On y fait la connaissance de Justine, une jeune et innocente adolescente qui tente tant bien que mal de préserver sa vertue, face à l’horrible Dr. Rodin, bien décidé à l’inciter au vice. A travers son film, le réalisateur met surtout en scène un oeuvre graphique et ésotérique, narrée par le Dr. Rodin.
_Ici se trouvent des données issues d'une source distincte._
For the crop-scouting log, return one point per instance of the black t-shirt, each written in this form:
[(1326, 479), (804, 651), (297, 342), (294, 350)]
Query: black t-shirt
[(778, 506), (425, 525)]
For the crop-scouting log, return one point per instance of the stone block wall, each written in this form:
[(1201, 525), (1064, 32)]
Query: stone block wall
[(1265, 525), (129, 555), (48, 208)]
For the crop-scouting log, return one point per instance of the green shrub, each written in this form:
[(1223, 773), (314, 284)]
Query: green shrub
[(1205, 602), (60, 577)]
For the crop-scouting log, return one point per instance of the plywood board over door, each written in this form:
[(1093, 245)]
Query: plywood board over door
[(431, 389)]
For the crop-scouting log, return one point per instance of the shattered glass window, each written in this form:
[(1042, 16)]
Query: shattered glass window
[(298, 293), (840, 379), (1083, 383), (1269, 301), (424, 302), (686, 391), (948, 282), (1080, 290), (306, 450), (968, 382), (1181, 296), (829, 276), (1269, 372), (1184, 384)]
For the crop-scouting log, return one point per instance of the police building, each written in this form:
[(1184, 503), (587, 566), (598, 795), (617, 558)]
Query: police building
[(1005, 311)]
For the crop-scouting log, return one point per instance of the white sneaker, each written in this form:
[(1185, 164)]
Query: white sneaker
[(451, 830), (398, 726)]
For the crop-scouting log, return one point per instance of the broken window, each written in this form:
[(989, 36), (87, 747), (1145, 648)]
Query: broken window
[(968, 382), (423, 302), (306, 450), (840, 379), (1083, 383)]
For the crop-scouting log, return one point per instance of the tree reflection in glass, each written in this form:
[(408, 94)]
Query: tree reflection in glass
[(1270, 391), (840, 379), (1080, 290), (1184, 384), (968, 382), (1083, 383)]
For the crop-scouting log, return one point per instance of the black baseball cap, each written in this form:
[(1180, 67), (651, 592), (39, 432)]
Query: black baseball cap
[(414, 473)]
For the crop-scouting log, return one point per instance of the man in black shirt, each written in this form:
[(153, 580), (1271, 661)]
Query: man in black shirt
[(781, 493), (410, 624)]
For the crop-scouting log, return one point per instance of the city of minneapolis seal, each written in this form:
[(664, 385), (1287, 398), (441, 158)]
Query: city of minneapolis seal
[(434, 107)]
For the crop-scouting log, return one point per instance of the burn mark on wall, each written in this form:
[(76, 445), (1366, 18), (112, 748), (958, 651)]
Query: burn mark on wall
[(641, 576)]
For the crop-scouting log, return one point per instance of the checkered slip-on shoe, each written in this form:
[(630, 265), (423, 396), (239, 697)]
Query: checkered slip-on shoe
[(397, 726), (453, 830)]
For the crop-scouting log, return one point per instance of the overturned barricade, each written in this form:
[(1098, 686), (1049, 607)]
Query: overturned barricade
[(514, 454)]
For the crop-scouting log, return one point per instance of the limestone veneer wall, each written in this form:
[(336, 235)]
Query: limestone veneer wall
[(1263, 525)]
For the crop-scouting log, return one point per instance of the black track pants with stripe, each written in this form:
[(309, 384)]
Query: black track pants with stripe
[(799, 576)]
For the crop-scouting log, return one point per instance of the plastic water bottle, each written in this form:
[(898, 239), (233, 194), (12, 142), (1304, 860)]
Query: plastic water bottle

On découvre la façon avec laquelle il s’évertue à infliger toutes sortes de sévices, tortures et humiliations à Justine
(ainsi qu’à sa propre mère).
Justine (2023) surprend et déçoit à la fois. Les amateurs de mauvais goûts y trouveront peut-être de quoi se sustenter à travers quelques moments trashs
(une scène de nécrophilie entre le Dr. Rodin et sa mère qu’il culbute alors qu’elle est littéralement coupée en deux, où lorsqu’il se fait charcuter le rectum ou s’insère une seringue dans le gland, sans parler des innombrables scènes de mutilations génitales ou devrais-je dire, vulvaires).
L’ennui avec ce film, c’est qu’il est particulièrement pompeux, une sorte de branlette philosophico-gore, accompagné des plus grands chefs d'œuvre de la musique classique et mis en scène de la plus mauvaises des façons (on distingue rien, à tel point que l’on ne sait pas ce que l'on est censé voir).
Une œuvre conceptuelle particulièrement assommante et surprenante, comme cette scène post-crédits d’une durée de 20min (longue et incompréhensible, c’est d’ailleurs à ce moment là que j’ai totalement décroché).